Sheriff Ryan Shea said the ICE Warrant Service Officer Program would only be utilized in the jail by a handful of detention staff and would not be used by licensed local law enforcement out in the community.
Shea said the program would eliminate someone from ICE having to come down to Freeborn County to deliver an immigration-related warrant to an inmate in the county.
“We won’t be going and picking people up on ICE warrants,” the sheriff said. “It’s just a paperwork type of a thing for in the detention center.”
According to the ICE website, the Warrant Service Officer program allows ICE to train, certify and authorize state and local law enforcement officers to serve and execute administrative warrants on people living in the country illegally who are in their agency’s jail.

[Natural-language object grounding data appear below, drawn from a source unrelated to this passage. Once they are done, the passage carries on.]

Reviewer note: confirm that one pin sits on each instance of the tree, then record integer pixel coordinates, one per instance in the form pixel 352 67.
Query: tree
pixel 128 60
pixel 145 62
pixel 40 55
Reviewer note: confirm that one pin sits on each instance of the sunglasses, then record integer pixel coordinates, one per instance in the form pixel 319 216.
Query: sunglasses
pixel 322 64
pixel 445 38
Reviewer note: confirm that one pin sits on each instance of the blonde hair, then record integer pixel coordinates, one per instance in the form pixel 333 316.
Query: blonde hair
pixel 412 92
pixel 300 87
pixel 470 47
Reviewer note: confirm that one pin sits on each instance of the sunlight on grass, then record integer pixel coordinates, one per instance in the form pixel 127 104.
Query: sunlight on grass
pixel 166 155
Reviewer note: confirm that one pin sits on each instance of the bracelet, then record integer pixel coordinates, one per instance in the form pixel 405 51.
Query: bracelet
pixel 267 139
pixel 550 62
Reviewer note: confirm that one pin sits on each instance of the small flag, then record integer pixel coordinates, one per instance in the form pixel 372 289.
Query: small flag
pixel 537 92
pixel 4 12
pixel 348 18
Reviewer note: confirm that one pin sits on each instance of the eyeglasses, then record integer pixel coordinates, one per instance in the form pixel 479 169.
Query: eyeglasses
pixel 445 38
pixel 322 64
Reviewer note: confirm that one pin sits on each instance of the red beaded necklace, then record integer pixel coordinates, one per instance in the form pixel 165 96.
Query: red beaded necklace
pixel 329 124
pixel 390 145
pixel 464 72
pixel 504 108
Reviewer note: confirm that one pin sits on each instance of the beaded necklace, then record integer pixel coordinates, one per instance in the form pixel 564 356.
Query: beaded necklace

The program is part of the larger 287(g) Program, which President Donald Trump in January authorized to be used to the maximum extent permitted by law under Section 287(g) of the Immigration and Nationality Act.
There are two other models in the program, including the Task Force Model, which would allow local law enforcement to enforce limited immigration authority with ICE oversight during routine police duties.
Freeborn County is not signing on for the other two programs.
Currently in Minnesota, Cass, Crow Wing and Itasca counties have signed on for the Task Force Model, while Freeborn and Jackson counties are with the Warrant Service Officer Model. Jackson County has also signed on for the Jail Enforcement Model.
Freeborn County has had an agreement with ICE since 2009, and a majority of inmates currently found in the county’s jail are being held through ICE. Shea said there are usually between 30 and 35 local inmates, and right now some of those are being housed at other jails. He estimated about 65% of local inmates are still being held in the county.
Shea said he could not discuss what the county is getting paid for its contract but said last January he applied for an increase in the county’s per diem rates, which had not been changed since 2019. That process has taken over a year.
He said as of April 2, the government started paying the county its new per diem rate, though the contract has not been officially signed. He also negotiated a new transport rate, which had not been updated since the start of the contract.